Amid the tinsel and garland celebrating the holiday season, two important federal financial regulators are planning how the future financial needs of low- and moderate-income (LMI) communities — including neighborhoods of color — will be met.
In an effort to “modernize” the 1977 Community Reinvestment Act (CRA) on Dec. 12 the board of the Federal Deposit Insurance Corporation (FDIC) endorsed a proposed Notice of Public Rulemaking (NPR) offered by the Office of the Comptroller of the Currency (OCC).
The rulemaking move has also triggered forceful and diverging views from a host of organizations, lawmakers, and even a member of FDIC’s board. The effects of such a financial regulatory change bring potential impacts on bank branch locations and services, as well as the types and quality of credit and investment that will be conveniently available.
From its enactment, CRA was intended to provide an enforcement provision that supported earlier civil rights laws. The law also made a federal commitment to underserved communities – both urban and rural. Even so, over the years, CRA has been contentious for deposit institutions rated for compliance, and consumers who continued to claim that access and quality financial services were in short supply.
According to OCC’s Joseph Otting, the 2019 proposal is the result of 18 months of work by staff and comments from more than 1,500 stakeholder groups with four improvements:
- Clarifying what counts as CRA credit, requiring agencies to publish a list of qualifying activities;
- Preserving some assessment areas and creating others to better reflect significant concentrations of deposits;
- Assessing what portion of a bank’s retail lending is targeted to LMI consumers; and
- Improved reporting with transparency and timeliness.
In a recent op-ed for American Banker, Otting also added a sense of urgency.

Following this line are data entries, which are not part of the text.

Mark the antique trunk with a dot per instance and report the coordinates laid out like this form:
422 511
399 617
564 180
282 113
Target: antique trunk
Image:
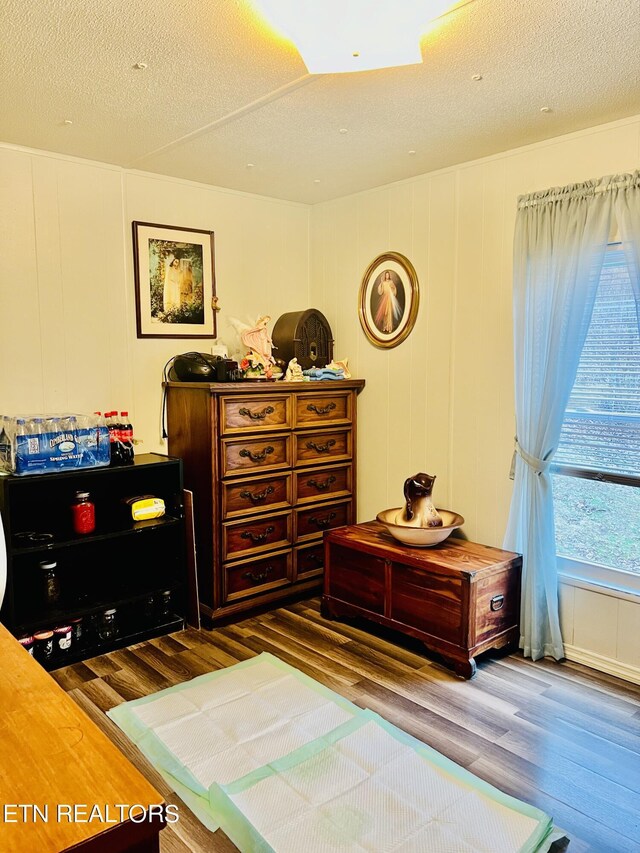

“Every month this proposal is delayed prevents billions of dollars more from helping reach communities that could benefit from greater economic opportunity. The proposal is an important step in modernizing CRA, but it is not the final one,” Otting wrote.
But apparently the large stakeholder groups OCC consulted with has yet to include the U.S. House Financial Services Committee.
“He thinks that he has the authority to do this without having to interact with us and no matter what he thinks, we think we have a responsibility to make sure that CRA is doing what it was intended to do,” said Rep. Maxine Waters.
As chairwoman of the House Financial Services Committee, Waters sought but has yet to schedule OCC’s Otting to testify before the committee. Additionally, she is one of several House members who want the 60-day comment period doubled to 120 days to better allow public input.
According to OCC, a meeting is still being planned; but no date has yet been finalized.
Additionally, one FDIC board member, Martin Gruenberg, issued a statement of opposition to the proposal during its Dec. 12 meeting, criticizing the proposed one-ratio measurement, noting existing “credit deserts,” and the lack of consideration of a bank’s efforts to provide affordable products and services LMI consumers and those without bank accounts could access.
“[T]his is a deeply misconceived proposal,” Gruenberg noted. “It would establish a CRA evaluation framework relying on a single metric approach that would allow a bank to concentrate its CRA activity in as little as 50 percent of its assessment areas, disinvest in the other 50 percent, and still receive a satisfactory or even outstanding CRA rating.”
Similar concerns came from a coalition of civil rights, consumer protection and housing industry advocates that included the NAACP, NAACP Legal Defense and Educational Fund, Inc., National Fair Housing Alliance, The Leadership Conference on Civil and Human Rights and others.
“The proposed rules are inconsistent with the law, plain and simple,” the leaders said. “It invites a return to discrimination against communities of color and low-and-moderate income neighborhoods — a destructive, decades-old process known as redlining that the law was designed to end forever.”
“We should be holding banks — especially those rescued during the 2008 housing crash with taxpayers’ dollars — more, not less, accountable for their obligations to the law and our country,” added the leaders.
Once the proposed rule is published in the Federal Register, interested parties and organizations can file public comments. According to Grovetta Gardineer, Senior OCC Deputy Comptroller, 85% of all CRA activity is supervised by OCC and the FDIC.
“We are not trying to undermine the importance of local branches,” Gardineer said. “We’re looking to ensure access to financial services but refocus needs of LMI communities. This is really making sure that banks do more. … Constructive comments help us.”
But for Nikitra Bailey, an executive vice president with the Center for Responsible Lending, the efforts by OCC and FDIC should be to strengthen-not-weaken CRA through modernization.
“CRA was created to undo the injustices created by the horrific practice of redlining and its modernization effort must center the people, families, and communities most harmed by it. Unfortunately, today far too many underserved LMI communities remain credit-starved,” Bailey said. “The fundamental goal of any new reform must be to ensure that hardworking families, including families of color, have access to sound and affordably priced credit, safe and responsible mortgages, small-dollar consumer credit, and auto loans.”
What happens over the coming months will reveal whether access to sound and affordably priced credit remains a wish or becomes a reality.